Nous sommes entourés de preuves de l’évolution du monde bancaire et de la trésorerie. Le niveau de la banque en ligne et toutes ses intégrations avec les systèmes comptables et ERP offrent un environnement de travail à distance que nous n’aurions jamais cru possible il y a cinq ans. La même chose est vraie dans le monde de la gestion FX. Le monde a beaucoup changé et pour le mieux. Pourtant, une entreprise britannique sur cinq utilise encore des feuilles de calcul pour gérer la couverture de change, qu’attendent-elles ?

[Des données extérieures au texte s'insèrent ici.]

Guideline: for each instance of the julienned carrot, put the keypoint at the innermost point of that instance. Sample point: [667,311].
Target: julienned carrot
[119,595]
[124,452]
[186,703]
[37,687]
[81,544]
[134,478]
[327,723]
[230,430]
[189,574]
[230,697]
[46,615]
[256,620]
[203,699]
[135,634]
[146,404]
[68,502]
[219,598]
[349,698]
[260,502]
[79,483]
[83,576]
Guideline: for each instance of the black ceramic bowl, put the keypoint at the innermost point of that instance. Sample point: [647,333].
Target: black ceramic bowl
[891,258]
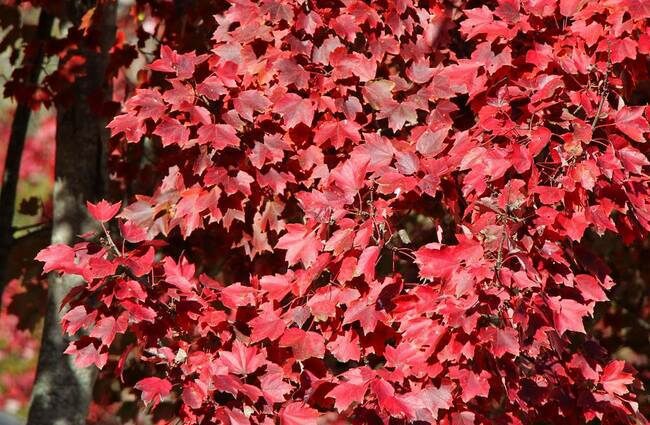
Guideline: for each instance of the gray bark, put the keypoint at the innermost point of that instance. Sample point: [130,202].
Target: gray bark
[15,151]
[62,392]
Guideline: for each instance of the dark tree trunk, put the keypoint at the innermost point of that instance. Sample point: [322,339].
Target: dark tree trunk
[62,392]
[15,151]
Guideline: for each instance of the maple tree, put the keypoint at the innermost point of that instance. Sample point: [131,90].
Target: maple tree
[371,212]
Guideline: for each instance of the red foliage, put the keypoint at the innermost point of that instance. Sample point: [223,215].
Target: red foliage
[377,214]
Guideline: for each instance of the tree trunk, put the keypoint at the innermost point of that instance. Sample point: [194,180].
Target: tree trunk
[15,151]
[62,392]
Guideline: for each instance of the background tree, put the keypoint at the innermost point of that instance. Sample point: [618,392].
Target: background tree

Une meilleure question pourrait être, pourquoi attendent-ils ? À l’heure actuelle, la volatilité accrue des devises et la nécessité de gérer une gamme d’instruments financiers différents ont considérablement alourdi la charge du trésorier d’entreprise. La capacité d’intégrer la trésorerie dans la chaîne d’approvisionnement financière grâce à l’utilisation d’outils de gestion des changes doit être considérée comme un changement de jeu.

Sur l’étagère

Alors qu’autrefois les outils de gestion FX étaient le domaine des développeurs de logiciels d’entreprise, nécessitant des environnements hautement personnalisés et personnalisés, ce n’est plus le cas. C’est incroyable ce que vous pouvez maintenant, littéralement acheter dans le commerce : positionnement de trésorerie, contrôles de paiement automatisés, détection de fraude, prévisions de trésorerie, calculateurs d’exposition aux devises et plus encore. Tout basé sur le cloud. Tous hautement sécurisés et tous conçus pour s’intégrer dans les piles technologiques existantes.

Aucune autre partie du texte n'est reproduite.